ベンチに腰を下ろしたとき、背後から足音がした。
「……佐伯」
振り返ると、上野が立っていた。
昼間よりも落ち着いた表情をしているが、まだどこか不安が残っている。
「探したよ。ずっといないから」
「ごめん。ちょっと考えたくて」
上野は佐伯の隣に座り、しばらく黙っていた。
風の音だけが二人の間を通り抜けていく。
やがて、上野が口を開いた。
「……三浦のこと、まだ考えてるんだな」
「当たり前だよ。あれだけ不自然なことがあって……何も気にならない方がおかしい」
上野はうつむき、手を握りしめた。
「僕も……気になってる。三浦が脅されてたって話、あれ……本当だったのかな」
「本当だと思う。日記にもそれらしいことが書いてあったし」
上野は驚いたように顔を上げた。
「日記……見たの?」
「ロッカーにあった。最後のページだけ破られてた」
上野は息を呑んだ。
「破られてた……? じゃあ、そこに何か書いてあったってことか」
「そう思う。でも、誰が破ったのかは分からない」
上野はしばらく考え込んでいたが、やがて小さく言った。
「……三浦、自分のこと誰にも言わなかったけど……本当は助けてほしかったんじゃないかな」
その言葉は、佐伯の胸に深く刺さった。
昼休みの三浦の表情が蘇る。
遠くを見るような目。
笑っているのに、どこか寂しげな口元。
――あれは、助けを求めていたのか?
だが、同時に別の疑問も浮かぶ。
――なら、なぜ鍵をかけた?
自殺なら分かる。
だが、鍵の破片は何を意味しているのか。
破片が落ちるほど強く鍵を回す必要があったのか。
それとも、誰かが外から何かしたのか。
上野がぽつりと言った。
「……三浦、誰かに“見られたくない”って言ってたことがあった」
佐伯は顔を上げた。
「見られたくない?」
「うん。何をかは言わなかったけど……“誰にも見られたくない”って。すごく怯えた顔で」
その言葉は、佐伯の胸に重く沈んだ。
三浦が何かを隠していたのは間違いない。
だが、それは“自分の弱さ”ではなく――
誰かに見られたら困る何かだったのかもしれない。
上野は続けた。
「……佐伯、三浦が倒れてた場所、覚えてる?」
「もちろん」
「僕、あそこ……前にも見たことあるんだ。三浦がひとりで立ってたのを」
佐伯は息を呑んだ。
「いつ?」
「二週間くらい前。
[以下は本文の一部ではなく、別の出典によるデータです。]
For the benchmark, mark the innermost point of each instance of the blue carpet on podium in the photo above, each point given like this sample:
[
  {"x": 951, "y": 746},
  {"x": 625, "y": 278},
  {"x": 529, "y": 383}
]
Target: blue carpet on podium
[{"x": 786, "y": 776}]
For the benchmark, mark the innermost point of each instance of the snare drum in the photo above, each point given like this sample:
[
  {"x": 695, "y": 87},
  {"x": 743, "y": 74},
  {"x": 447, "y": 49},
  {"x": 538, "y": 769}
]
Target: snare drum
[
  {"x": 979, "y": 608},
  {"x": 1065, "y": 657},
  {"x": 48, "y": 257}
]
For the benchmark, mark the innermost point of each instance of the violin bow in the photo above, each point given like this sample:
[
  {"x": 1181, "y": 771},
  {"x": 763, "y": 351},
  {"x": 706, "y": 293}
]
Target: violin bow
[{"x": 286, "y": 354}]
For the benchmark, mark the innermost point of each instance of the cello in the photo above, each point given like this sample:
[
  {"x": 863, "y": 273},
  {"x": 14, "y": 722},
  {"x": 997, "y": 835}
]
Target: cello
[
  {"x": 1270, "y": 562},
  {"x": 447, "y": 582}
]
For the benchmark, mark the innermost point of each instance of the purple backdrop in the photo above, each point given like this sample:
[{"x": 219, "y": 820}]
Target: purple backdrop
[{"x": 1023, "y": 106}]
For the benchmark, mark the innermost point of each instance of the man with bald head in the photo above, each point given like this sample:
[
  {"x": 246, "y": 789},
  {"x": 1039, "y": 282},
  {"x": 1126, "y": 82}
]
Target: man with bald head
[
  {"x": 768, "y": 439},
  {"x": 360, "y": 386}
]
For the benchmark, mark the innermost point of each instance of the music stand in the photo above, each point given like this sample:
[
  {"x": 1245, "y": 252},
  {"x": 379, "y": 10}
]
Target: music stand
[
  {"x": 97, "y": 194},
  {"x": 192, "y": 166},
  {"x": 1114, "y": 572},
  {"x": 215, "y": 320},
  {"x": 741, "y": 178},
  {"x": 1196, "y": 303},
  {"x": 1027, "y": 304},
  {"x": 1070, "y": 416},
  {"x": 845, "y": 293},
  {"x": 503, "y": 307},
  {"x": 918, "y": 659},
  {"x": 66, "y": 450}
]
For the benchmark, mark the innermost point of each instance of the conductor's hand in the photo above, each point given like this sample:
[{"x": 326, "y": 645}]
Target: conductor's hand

放課後、誰もいない教室で……ずっと机の上を見てた」
机の上。
そこには、書きかけの紙切れがあった。
――あれは、二週間前から書こうとしていたものなのか?
上野は続けた。
「そのとき、三浦……泣いてた」
その言葉は、佐伯の胸に深く沈んだ。
三浦は、ずっとひとりで何かと戦っていた。
誰にも言えず、誰にも頼れず、ただ自分を責め続けていた。
だが、それでも――
なぜ密室を作ったのか?
その疑問だけが、どうしても消えなかった。
佐伯は立ち上げ、夕暮れの空を見上げた。
胸の奥にあるざわつきは、もはや違和感ではなく、確信に近い。
三浦の死には、まだ“誰か”が関わっている。